Ia menegaskan, “Kita tidak bisa mentolerir upaya mereka untuk menormalisasi sistem di mana Iran memutuskan siapa yang boleh menggunakan jalur air internasional dan berapa banyak yang harus Anda bayarkan kepada mereka,” kata Rubio kepada Fox News, Senin 27 April 2026.
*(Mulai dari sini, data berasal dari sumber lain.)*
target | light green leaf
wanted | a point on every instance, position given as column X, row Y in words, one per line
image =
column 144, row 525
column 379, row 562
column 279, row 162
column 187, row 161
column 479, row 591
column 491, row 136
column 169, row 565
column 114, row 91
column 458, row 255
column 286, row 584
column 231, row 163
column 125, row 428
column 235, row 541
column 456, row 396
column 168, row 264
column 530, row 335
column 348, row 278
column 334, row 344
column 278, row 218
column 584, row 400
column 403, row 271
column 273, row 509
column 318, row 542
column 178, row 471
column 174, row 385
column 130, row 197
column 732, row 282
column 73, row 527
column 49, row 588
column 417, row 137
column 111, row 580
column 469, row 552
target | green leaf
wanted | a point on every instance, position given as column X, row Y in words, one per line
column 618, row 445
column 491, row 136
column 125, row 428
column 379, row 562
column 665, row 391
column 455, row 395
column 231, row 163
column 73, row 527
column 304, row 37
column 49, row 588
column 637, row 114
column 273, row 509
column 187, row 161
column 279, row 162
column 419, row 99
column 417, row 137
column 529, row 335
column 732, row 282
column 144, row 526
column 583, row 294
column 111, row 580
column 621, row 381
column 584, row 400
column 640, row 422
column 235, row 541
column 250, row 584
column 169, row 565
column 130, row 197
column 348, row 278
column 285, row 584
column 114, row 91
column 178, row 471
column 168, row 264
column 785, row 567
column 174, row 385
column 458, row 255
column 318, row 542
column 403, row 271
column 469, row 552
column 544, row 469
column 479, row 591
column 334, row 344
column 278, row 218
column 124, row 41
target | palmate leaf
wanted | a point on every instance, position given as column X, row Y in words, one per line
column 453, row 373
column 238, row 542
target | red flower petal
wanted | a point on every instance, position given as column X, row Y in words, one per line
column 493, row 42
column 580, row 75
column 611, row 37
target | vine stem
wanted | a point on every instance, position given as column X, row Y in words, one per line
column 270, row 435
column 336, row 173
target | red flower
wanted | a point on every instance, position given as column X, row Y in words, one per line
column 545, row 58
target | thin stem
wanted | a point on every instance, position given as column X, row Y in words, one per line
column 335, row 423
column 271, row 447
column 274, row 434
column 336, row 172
Baca Juga: AS Perkirakan Butuh 6 Bulan Bersihkan Ranjau Iran di Selat Hormuz

Rubio juga menyatakan bahwa keputusan terkait kelanjutan konflik berada di tangan Presiden Donald Trump.

Menurutnya, Trump memiliki kewenangan penuh untuk menentukan apakah perang melawan Iran akan dilanjutkan atau tidak.

Sebelumnya, pada Minggu, 26 April 2026, Presiden Iran Masoud Pesheshkian dalam pembicaraan dengan Perdana Menteri Pakistan Shehbaz Sharif menyatakan bahwa Teheran tidak akan mengikuti pembicaraan damai jika berada di bawah tekanan, ancaman, atau blokade Selat Hormuz.

Ia juga menekankan bahwa untuk melanjutkan dialog, Amerika Serikat harus menghapus berbagai hambatan, termasuk blokade di jalur strategis tersebut.

Di sisi lain, Trump sebelumnya mengungkapkan telah membatalkan rencana perjalanan utusan khusus, yaitu Steve Witkoff dan Jared Kushner, ke Pakistan untuk melanjutkan putaran negosiasi dengan Iran.

Ketegangan di kawasan Timur Tengah meningkat sejak 28 Februari 2026, ketika Amerika Serikat bersama Israel melancarkan serangan terhadap Iran.

Baca Juga: Iran Beri Pengecualian Tarif Transit Selat Hormuz untuk Negara Sahabat, Termasuk Rusia

Sebagai respons, Iran melakukan serangan balasan ke wilayah Israel serta sejumlah fasilitas militer AS di kawasan tersebut.

Pada 7 April 2026, Washington dan Teheran sempat menyepakati gencatan senjata selama dua pekan.

Namun, upaya perundingan lanjutan yang digelar di Pakistan tidak membuahkan hasil konkret untuk mengakhiri konflik.

Selanjutnya, pada 21 April 2026, Trump mengumumkan perpanjangan masa gencatan senjata hingga Iran menyampaikan proposal penyelesaian konflik dan proses negosiasi mencapai kesepakatan.